Set daily calorie target

Bulk/Cut Calorie Calculator

Set a daily calorie target for bulking or cutting by applying a measured surplus or deficit to your maintenance intake.

Written by Repport team. Published .

Bulk/Cut Calorie Calculator

Daily calorie target

Why it matters

How Bulk/Cut Calorie Calculator works

Bulk/Cut Calorie Calculator is a practical way to turn set daily calorie target into a number you can reuse. That matters because training decisions get better when they are repeatable: the same inputs lead to the same output, which makes it easier to compare sessions, notice drift, and adjust your plan without relying on memory alone.

It adjusts maintenance calories by a surplus or deficit so the target reflects the phase you are actually in. The reference list below shows the source material that informed the tool. Nutrition estimates work best as a starting target that gets checked against bodyweight trend, hunger, and training performance over the following 2-3 weeks. The calculation should therefore be read as a decision aid, not as a promise that the answer is perfect on the first pass.
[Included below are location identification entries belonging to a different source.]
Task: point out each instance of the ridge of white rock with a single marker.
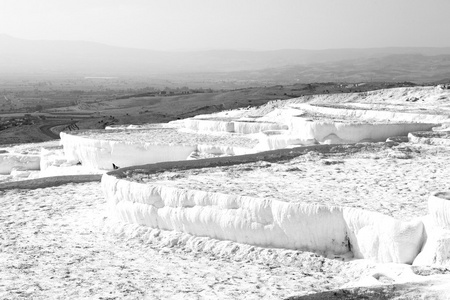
(436, 250)
(262, 222)
(431, 138)
(373, 115)
(338, 132)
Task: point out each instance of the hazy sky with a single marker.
(232, 24)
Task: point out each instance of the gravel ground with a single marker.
(58, 243)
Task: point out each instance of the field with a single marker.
(94, 103)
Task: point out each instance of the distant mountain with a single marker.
(18, 56)
(390, 68)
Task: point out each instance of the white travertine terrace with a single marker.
(102, 149)
(431, 138)
(266, 222)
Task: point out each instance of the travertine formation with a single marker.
(280, 176)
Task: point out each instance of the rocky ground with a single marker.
(58, 243)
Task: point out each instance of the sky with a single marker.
(232, 24)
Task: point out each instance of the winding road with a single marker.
(46, 129)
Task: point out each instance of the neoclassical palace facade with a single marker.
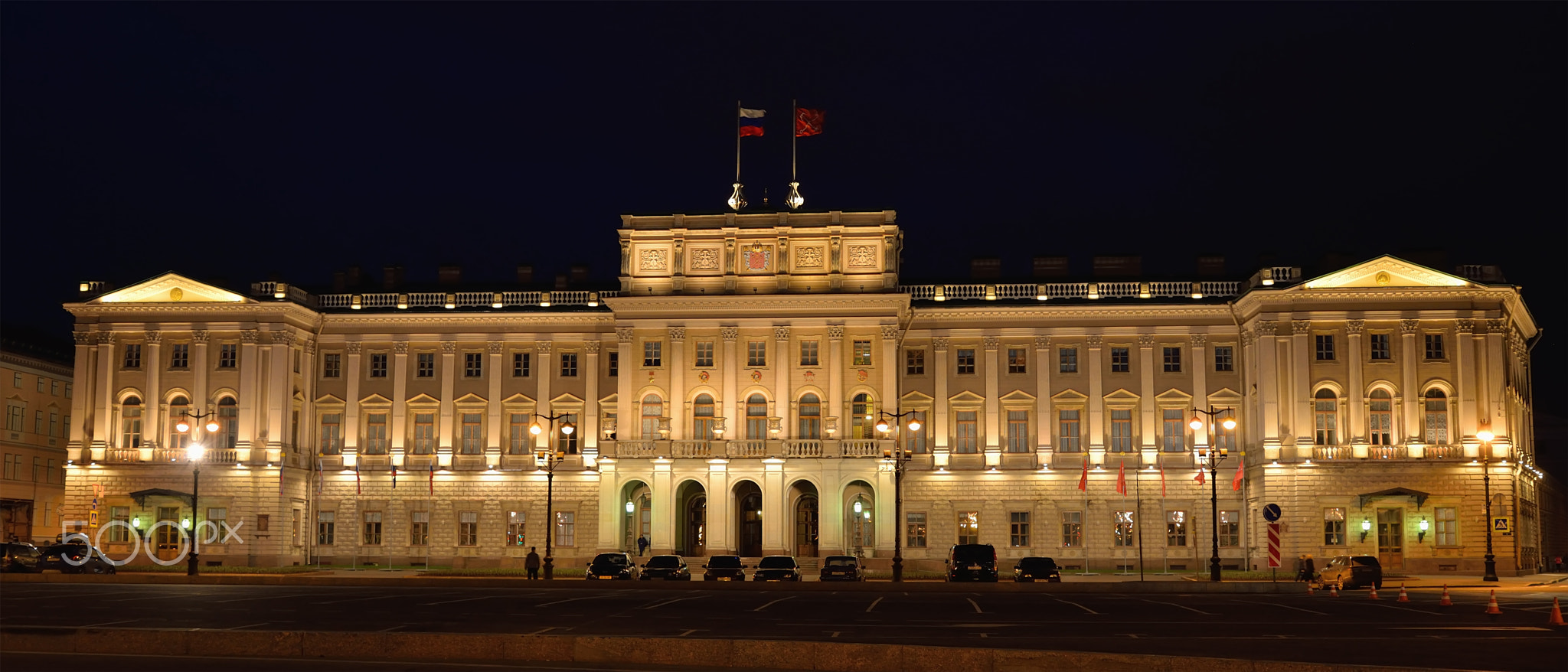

The most useful way to read the result is to pair it with your logbook. If the output consistently matches how sessions feel, the calculator is giving you a useful baseline. If it starts to drift, check the input quality, confirm that you are using the same measurement method, and update the number when the training block or recovery picture changes.

In practice, the real value is not the single number itself but the reduction in friction around the next decision: a more appropriate training load, a more realistic calorie target, a clearer rest interval, or a stronger benchmark against which to judge progress. When used that way, the calculator becomes part of the workflow instead of a one-off curiosity.

Best for

Set daily calorie target

Use this estimate as a training anchor, not an absolute ceiling.

Inputs

2 fields

Maintenance calories · Bulk or cut delta

Outputs

1 estimate

Daily calorie target

Questions

Frequently asked

Everything you need to know about bulk/cut calorie calculator.

Should I use aggressive deficits?

Most lifters do better with moderate, consistent deficits rather than aggressive cuts that risk muscle loss and energy crashes. Deficits larger than 700-800 kcal/day are associated with greater lean mass loss, especially without adequate protein intake and resistance training. A 300-500 kcal/day deficit is a practical starting range for most people — at 500 kcal below maintenance, the theoretical rate of fat loss is roughly 0.5 kg per week. Aggressive deficits may be appropriate in specific short-term contexts, but are generally harder to sustain and should be approached carefully.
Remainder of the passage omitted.